Patrick, anything unexpected for you?
Dr. Forde:
No, I agree. I think it's enough to support further investigation here. And I think it's encouraging overall.
Dr. Aggarwal:
And then a few posters that were presented that I think were interesting. Repotrectinib has been a drug that has been used. We saw data from the phase 1 and 2 TRIDENT-1 trial that evaluated the efficacy of this drug in NTRK fusion-positive advanced solid tumors. And we basically saw activity and, you know, these drugs are coming in, we already have drugs for NTRK fusion lung cancers, but I think as we think about resistance mutations and other drugs, it's just very encouraging to see newer data in large. I think all I will say is that it's important for us to test anything.

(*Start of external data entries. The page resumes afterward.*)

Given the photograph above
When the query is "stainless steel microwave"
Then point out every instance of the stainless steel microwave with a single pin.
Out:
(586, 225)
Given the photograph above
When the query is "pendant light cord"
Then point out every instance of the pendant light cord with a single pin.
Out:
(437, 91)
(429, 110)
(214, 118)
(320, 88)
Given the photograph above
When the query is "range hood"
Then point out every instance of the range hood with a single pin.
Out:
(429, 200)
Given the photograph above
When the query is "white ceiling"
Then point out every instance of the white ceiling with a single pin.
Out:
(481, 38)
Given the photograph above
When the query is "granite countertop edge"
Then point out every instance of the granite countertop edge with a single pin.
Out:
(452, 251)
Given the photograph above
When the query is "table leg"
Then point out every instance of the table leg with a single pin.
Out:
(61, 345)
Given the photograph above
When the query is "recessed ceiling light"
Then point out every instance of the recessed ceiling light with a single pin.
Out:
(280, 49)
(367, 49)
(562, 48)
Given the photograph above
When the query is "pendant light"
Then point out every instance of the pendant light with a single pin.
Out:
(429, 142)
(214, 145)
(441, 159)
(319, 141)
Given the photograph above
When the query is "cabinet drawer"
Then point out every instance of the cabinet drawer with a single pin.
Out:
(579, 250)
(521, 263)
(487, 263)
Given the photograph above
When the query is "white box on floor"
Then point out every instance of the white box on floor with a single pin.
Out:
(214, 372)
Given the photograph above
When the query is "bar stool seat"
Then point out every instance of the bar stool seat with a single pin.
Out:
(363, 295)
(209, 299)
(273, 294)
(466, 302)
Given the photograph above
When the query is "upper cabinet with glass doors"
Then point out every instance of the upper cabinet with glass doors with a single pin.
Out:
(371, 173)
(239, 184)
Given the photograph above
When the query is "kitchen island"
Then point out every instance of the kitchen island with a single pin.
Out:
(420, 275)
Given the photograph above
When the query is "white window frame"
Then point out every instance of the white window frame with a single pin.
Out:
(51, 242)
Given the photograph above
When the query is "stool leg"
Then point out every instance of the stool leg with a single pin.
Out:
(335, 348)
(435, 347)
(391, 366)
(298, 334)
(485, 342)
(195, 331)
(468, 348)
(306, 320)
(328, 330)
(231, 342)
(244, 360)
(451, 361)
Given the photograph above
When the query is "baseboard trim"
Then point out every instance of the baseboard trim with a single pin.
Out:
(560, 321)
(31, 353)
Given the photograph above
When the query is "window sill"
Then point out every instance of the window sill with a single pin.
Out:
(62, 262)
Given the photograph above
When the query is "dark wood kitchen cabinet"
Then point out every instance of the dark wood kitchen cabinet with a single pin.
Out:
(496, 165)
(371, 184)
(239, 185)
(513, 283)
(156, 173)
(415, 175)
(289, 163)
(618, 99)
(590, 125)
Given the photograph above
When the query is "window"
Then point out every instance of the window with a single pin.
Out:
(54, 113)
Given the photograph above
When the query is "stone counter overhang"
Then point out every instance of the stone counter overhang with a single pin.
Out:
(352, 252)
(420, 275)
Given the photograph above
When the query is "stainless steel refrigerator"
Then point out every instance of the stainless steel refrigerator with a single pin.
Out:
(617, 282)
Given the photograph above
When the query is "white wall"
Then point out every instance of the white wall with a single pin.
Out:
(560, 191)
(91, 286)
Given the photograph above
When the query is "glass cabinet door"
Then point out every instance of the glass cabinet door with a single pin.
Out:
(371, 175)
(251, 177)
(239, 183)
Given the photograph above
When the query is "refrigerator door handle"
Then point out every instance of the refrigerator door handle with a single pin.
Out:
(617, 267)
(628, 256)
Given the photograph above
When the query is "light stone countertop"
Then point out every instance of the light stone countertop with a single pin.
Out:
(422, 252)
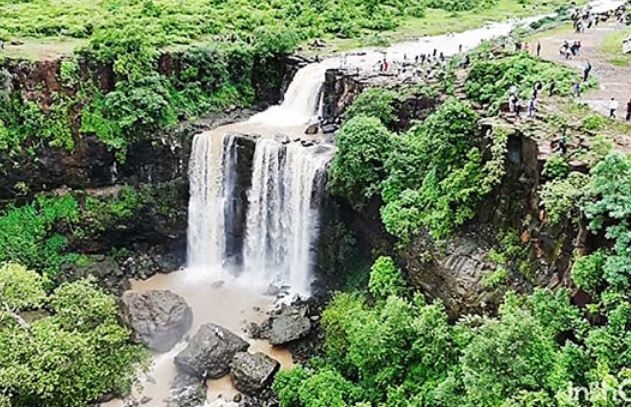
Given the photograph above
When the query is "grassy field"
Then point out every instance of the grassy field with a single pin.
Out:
(437, 22)
(612, 48)
(43, 29)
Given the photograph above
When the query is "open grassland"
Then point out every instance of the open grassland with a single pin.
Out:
(45, 28)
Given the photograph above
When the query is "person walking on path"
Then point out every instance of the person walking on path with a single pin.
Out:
(532, 107)
(552, 88)
(613, 106)
(577, 89)
(587, 71)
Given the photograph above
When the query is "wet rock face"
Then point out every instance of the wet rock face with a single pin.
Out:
(341, 88)
(159, 318)
(210, 352)
(187, 391)
(240, 160)
(251, 373)
(292, 323)
(454, 277)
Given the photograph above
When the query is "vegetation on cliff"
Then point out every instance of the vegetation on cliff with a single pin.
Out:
(65, 348)
(566, 347)
(54, 231)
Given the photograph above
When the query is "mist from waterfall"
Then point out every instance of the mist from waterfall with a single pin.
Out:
(301, 100)
(205, 235)
(283, 219)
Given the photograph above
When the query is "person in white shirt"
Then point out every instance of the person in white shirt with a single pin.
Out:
(613, 106)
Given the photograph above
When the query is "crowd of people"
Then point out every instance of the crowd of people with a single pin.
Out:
(582, 19)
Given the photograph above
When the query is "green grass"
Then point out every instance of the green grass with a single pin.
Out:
(437, 22)
(50, 28)
(42, 49)
(611, 47)
(562, 30)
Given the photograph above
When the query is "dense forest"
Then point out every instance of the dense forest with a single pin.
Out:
(138, 69)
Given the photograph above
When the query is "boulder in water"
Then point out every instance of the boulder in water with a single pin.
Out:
(313, 129)
(210, 351)
(160, 318)
(251, 373)
(289, 325)
(187, 391)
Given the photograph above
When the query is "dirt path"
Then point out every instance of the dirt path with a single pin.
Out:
(614, 81)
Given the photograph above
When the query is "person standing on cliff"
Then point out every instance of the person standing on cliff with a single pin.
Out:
(532, 107)
(552, 88)
(613, 106)
(587, 71)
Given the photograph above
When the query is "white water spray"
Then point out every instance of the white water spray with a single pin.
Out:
(205, 237)
(283, 218)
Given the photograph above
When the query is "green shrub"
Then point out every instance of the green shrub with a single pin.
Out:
(594, 122)
(357, 170)
(374, 102)
(386, 279)
(21, 289)
(561, 197)
(70, 357)
(489, 80)
(556, 166)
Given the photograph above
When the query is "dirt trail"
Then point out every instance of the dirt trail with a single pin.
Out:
(614, 81)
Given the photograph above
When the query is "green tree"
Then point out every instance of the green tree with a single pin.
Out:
(386, 279)
(20, 288)
(374, 102)
(358, 167)
(68, 358)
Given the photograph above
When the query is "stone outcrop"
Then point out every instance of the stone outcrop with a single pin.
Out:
(160, 318)
(241, 157)
(341, 87)
(187, 391)
(251, 373)
(288, 325)
(210, 352)
(455, 276)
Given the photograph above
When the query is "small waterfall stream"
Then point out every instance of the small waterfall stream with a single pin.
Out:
(282, 217)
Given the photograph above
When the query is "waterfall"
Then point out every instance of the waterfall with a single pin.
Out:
(301, 100)
(230, 201)
(205, 237)
(283, 218)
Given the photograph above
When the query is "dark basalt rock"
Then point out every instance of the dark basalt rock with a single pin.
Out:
(187, 391)
(159, 318)
(251, 373)
(210, 352)
(289, 324)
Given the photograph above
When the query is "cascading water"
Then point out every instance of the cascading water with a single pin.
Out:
(283, 218)
(205, 238)
(301, 100)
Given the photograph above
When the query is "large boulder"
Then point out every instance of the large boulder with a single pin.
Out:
(210, 352)
(187, 391)
(251, 373)
(160, 318)
(290, 324)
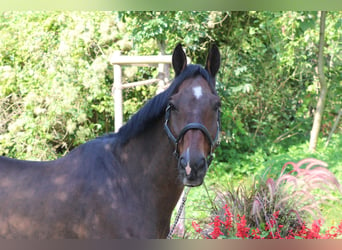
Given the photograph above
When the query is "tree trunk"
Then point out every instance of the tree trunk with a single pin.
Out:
(324, 88)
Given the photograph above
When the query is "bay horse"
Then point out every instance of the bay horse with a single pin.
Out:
(124, 184)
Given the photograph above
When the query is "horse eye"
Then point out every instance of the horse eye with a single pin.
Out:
(217, 106)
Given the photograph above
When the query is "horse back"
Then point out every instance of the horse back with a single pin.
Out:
(72, 197)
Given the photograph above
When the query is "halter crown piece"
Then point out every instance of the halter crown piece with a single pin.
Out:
(191, 126)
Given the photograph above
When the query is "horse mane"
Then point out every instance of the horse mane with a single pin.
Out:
(155, 107)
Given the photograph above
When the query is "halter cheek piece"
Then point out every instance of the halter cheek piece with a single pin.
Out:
(190, 126)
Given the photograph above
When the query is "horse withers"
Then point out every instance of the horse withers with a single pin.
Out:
(122, 185)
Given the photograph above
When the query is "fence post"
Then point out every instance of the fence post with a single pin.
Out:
(117, 92)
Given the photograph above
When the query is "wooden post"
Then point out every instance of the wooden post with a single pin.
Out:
(117, 92)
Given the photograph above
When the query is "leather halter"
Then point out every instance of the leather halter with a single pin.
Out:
(191, 126)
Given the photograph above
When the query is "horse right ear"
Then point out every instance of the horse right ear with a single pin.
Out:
(178, 59)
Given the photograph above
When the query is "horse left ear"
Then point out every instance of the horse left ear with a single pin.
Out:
(179, 59)
(213, 60)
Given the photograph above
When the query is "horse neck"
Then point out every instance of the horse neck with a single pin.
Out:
(152, 167)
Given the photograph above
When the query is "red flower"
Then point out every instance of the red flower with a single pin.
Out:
(242, 229)
(217, 228)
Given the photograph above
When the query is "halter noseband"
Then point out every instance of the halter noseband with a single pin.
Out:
(190, 126)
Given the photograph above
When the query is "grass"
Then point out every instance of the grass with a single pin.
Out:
(201, 200)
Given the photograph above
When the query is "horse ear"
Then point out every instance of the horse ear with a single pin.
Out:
(213, 60)
(178, 59)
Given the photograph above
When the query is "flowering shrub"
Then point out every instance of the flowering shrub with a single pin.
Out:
(272, 230)
(276, 208)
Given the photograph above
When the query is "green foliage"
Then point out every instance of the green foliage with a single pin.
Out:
(57, 85)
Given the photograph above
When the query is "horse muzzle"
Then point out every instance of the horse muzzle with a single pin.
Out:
(192, 171)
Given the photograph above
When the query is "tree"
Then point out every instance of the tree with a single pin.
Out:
(323, 90)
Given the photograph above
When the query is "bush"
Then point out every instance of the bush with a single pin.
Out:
(276, 208)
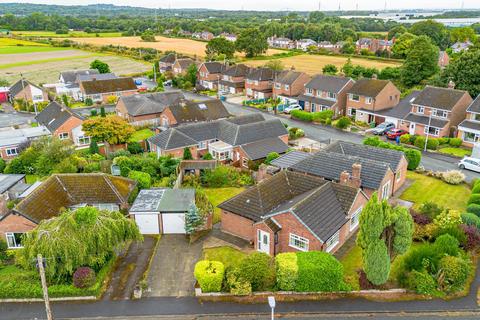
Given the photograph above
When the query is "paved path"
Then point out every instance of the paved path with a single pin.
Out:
(171, 273)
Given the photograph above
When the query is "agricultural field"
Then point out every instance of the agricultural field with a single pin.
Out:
(185, 46)
(313, 64)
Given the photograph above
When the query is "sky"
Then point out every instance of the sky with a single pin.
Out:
(275, 5)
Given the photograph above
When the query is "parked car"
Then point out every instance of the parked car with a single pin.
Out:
(292, 107)
(382, 128)
(470, 163)
(392, 134)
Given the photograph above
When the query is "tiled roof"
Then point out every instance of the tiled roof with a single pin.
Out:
(108, 86)
(439, 98)
(55, 115)
(327, 83)
(61, 191)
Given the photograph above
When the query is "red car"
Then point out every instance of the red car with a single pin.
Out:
(394, 133)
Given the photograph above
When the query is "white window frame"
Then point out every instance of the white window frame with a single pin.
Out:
(297, 242)
(333, 241)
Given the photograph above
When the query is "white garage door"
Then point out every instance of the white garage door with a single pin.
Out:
(173, 223)
(147, 223)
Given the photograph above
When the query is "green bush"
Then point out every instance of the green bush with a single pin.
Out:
(474, 208)
(343, 123)
(258, 268)
(287, 271)
(471, 219)
(421, 282)
(454, 273)
(455, 142)
(301, 115)
(209, 275)
(319, 272)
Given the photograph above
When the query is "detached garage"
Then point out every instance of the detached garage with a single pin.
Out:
(162, 211)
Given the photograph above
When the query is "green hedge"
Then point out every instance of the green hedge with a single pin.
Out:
(319, 271)
(287, 271)
(209, 275)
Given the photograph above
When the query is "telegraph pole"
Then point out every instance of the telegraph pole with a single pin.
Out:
(44, 286)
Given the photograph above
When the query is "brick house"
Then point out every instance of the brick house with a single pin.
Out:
(239, 139)
(146, 109)
(11, 141)
(372, 169)
(437, 112)
(27, 91)
(64, 191)
(325, 92)
(101, 90)
(292, 212)
(259, 83)
(469, 129)
(289, 85)
(209, 75)
(63, 123)
(180, 66)
(368, 96)
(233, 79)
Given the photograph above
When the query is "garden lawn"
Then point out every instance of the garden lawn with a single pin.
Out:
(435, 190)
(230, 257)
(141, 135)
(459, 152)
(352, 262)
(219, 195)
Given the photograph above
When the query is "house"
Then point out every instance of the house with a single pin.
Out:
(239, 139)
(368, 96)
(372, 169)
(180, 66)
(166, 62)
(325, 92)
(162, 211)
(437, 112)
(259, 83)
(12, 140)
(209, 75)
(60, 192)
(146, 109)
(292, 212)
(469, 129)
(11, 186)
(233, 79)
(304, 44)
(289, 85)
(458, 47)
(63, 123)
(101, 90)
(27, 91)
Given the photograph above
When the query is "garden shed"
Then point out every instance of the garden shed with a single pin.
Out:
(162, 211)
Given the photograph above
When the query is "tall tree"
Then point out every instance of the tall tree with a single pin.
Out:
(421, 62)
(252, 42)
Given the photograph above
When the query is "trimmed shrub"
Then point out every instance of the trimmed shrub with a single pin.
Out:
(474, 208)
(258, 268)
(84, 277)
(421, 282)
(455, 142)
(319, 272)
(287, 271)
(453, 273)
(209, 275)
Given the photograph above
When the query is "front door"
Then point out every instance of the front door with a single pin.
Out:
(263, 242)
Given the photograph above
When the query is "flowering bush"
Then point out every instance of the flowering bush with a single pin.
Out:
(84, 277)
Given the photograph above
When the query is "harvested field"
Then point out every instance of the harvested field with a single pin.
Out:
(185, 46)
(45, 67)
(313, 64)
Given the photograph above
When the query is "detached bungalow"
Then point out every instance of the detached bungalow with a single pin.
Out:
(294, 212)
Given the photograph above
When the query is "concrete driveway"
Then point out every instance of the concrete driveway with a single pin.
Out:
(171, 272)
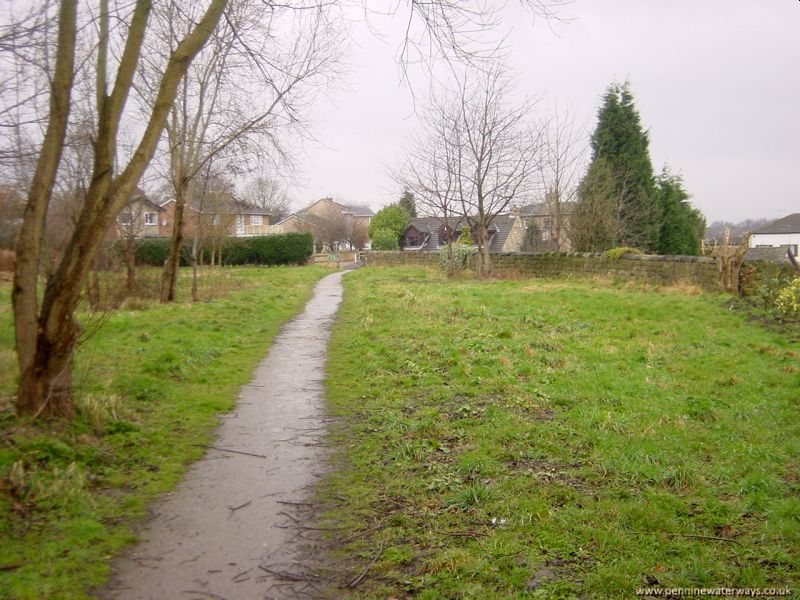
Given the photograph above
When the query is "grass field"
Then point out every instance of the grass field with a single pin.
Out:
(542, 439)
(149, 386)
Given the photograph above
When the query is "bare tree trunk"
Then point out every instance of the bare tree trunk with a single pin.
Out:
(195, 249)
(46, 341)
(450, 266)
(170, 275)
(130, 267)
(484, 258)
(35, 392)
(93, 286)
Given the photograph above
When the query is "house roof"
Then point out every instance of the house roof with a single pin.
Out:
(230, 205)
(769, 254)
(498, 230)
(138, 195)
(309, 218)
(544, 209)
(326, 199)
(358, 210)
(788, 224)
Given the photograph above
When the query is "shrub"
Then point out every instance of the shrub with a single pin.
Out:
(465, 238)
(152, 252)
(393, 217)
(385, 239)
(617, 253)
(787, 301)
(282, 249)
(461, 254)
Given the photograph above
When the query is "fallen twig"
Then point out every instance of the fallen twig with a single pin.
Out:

About repotrectinib, Patrick, that caught your eye?
Dr. Forde:
No, no, I think there's new options coming along all the time, thankfully. And I think this is one of those options that we have for our patients.
Dr. Aggarwal:
Absolutely. And targeted therapies are not just limited to small molecules. We saw a lot of data on antibody drug conjugates. And if you ask anybody at ESMO what the buzz was, it was all about ADCs.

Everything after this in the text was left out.